According to the federal government, it has strengthened partnerships with refinery owners in the private sector in order to boost domestic refining capacity and increase product accessibility in the nation. This is because the Port Harcourt Refinery is scheduled to start processing petroleum products in the first quarter of 2023 at its 60,000 barrels per day (bpd) capacity.
Timipre Sylva, the minister of state for petroleum, announced that the federal government had purchased 20 to 30 percent equity stakes in private refineries, including Dangote (30 percent), Duport refinery (30 percent), Walter Smith (30 percent), and Azikel (20 percent) (20 per cent).
The federal government finances four private refineries. In his address, the minister said that some strategic priorities of the sector include eradicating smuggling of PMS across Nigerian borders, completing the gas flare commercialization program, increasing crude oil production to 3 million barrels per day, reducing the cost of crude oil extraction by at least five per cent, boosting private sector partnership to increase domestic refining capacity, creating jobs and eradicating poverty.
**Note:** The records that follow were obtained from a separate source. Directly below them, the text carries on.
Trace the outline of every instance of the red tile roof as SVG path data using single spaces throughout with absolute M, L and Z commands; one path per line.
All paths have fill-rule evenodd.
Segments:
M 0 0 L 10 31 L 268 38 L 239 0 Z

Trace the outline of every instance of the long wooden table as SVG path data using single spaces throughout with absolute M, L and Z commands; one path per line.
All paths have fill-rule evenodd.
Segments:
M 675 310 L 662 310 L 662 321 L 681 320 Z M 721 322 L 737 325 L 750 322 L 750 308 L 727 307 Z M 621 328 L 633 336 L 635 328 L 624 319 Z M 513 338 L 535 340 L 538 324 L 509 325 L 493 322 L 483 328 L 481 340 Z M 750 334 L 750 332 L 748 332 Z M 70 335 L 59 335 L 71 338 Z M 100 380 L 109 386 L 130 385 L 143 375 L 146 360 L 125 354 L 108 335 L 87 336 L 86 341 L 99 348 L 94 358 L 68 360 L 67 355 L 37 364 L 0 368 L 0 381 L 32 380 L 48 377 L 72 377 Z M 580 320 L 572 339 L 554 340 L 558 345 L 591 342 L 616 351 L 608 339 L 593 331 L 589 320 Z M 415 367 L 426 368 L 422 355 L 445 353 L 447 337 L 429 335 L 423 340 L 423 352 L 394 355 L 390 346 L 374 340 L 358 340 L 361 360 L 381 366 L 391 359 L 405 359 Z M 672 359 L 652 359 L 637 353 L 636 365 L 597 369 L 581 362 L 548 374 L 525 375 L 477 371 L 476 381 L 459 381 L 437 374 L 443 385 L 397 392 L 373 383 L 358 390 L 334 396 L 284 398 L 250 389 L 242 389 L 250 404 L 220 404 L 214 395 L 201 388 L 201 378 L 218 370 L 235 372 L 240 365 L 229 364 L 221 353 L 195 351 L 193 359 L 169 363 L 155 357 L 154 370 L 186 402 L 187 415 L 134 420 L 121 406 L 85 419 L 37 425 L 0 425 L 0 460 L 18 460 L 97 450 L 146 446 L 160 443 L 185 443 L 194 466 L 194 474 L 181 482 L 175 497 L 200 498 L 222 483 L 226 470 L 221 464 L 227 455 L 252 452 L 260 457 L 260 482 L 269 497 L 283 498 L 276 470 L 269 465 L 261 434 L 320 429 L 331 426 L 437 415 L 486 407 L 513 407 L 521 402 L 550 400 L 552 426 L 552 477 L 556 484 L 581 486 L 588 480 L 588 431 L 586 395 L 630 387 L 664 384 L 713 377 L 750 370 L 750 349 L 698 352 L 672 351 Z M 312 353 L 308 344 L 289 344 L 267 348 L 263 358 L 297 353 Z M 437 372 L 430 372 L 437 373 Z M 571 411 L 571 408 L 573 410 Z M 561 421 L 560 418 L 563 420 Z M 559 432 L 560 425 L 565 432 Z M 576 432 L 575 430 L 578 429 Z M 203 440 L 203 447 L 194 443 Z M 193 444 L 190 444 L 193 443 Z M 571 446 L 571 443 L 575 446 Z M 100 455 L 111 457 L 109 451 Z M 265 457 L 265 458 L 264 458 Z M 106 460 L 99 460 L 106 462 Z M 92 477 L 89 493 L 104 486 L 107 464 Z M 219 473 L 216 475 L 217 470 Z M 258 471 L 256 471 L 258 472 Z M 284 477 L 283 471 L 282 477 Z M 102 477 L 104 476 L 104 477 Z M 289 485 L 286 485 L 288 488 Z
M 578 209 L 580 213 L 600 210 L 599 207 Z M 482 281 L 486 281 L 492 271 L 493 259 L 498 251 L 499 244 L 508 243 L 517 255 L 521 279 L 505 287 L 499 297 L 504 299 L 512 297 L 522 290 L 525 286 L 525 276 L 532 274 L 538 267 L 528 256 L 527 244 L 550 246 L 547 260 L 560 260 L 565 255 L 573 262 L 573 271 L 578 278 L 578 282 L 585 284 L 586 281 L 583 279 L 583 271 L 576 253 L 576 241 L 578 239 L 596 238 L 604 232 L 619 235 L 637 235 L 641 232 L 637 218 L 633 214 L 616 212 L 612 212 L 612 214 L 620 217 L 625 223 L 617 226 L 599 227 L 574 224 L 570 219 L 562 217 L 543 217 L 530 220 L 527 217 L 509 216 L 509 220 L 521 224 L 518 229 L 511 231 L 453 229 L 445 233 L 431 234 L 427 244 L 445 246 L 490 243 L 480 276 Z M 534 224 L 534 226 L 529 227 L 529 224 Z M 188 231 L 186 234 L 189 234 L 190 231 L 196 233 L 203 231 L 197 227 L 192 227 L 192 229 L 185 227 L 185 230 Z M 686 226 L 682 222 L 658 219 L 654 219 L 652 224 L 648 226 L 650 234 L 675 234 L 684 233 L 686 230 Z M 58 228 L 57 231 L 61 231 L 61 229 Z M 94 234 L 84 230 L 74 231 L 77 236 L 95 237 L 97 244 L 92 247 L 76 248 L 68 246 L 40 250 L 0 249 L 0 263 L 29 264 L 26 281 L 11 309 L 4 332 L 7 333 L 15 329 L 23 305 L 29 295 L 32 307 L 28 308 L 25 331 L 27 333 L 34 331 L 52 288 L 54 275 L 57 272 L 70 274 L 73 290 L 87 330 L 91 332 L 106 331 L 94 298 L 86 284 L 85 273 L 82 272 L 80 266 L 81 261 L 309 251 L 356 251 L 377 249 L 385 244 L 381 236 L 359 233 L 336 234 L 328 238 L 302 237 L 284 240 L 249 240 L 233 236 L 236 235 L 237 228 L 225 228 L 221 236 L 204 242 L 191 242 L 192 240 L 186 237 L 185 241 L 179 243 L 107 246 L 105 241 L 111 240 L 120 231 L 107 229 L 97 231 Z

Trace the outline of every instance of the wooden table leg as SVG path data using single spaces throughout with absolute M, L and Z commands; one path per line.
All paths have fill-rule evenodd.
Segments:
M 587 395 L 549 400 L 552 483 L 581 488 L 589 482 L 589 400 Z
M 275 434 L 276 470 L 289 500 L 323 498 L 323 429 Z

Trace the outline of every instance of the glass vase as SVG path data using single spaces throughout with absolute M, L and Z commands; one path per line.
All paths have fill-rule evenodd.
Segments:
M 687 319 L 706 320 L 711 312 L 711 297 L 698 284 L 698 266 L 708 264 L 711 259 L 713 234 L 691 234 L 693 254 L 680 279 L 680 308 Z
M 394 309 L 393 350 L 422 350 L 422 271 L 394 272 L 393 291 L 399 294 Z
Mele Kyari, group chief executive officer, Nigeria National Petroleum Company Limited, NNPCL, while reiterating an update on the Port Harcourt refinery said the total rehabilitation of the refinery will take 42 months from the day the contract was awarded, and is done on basis and by plants.
He said under this administration, fertilizer blending plants in the country had increased from 10 in 2015 to 48 while the number of rice mills had increased significantly which caused Nigeria’s import of rice from Thailand to drop significantly.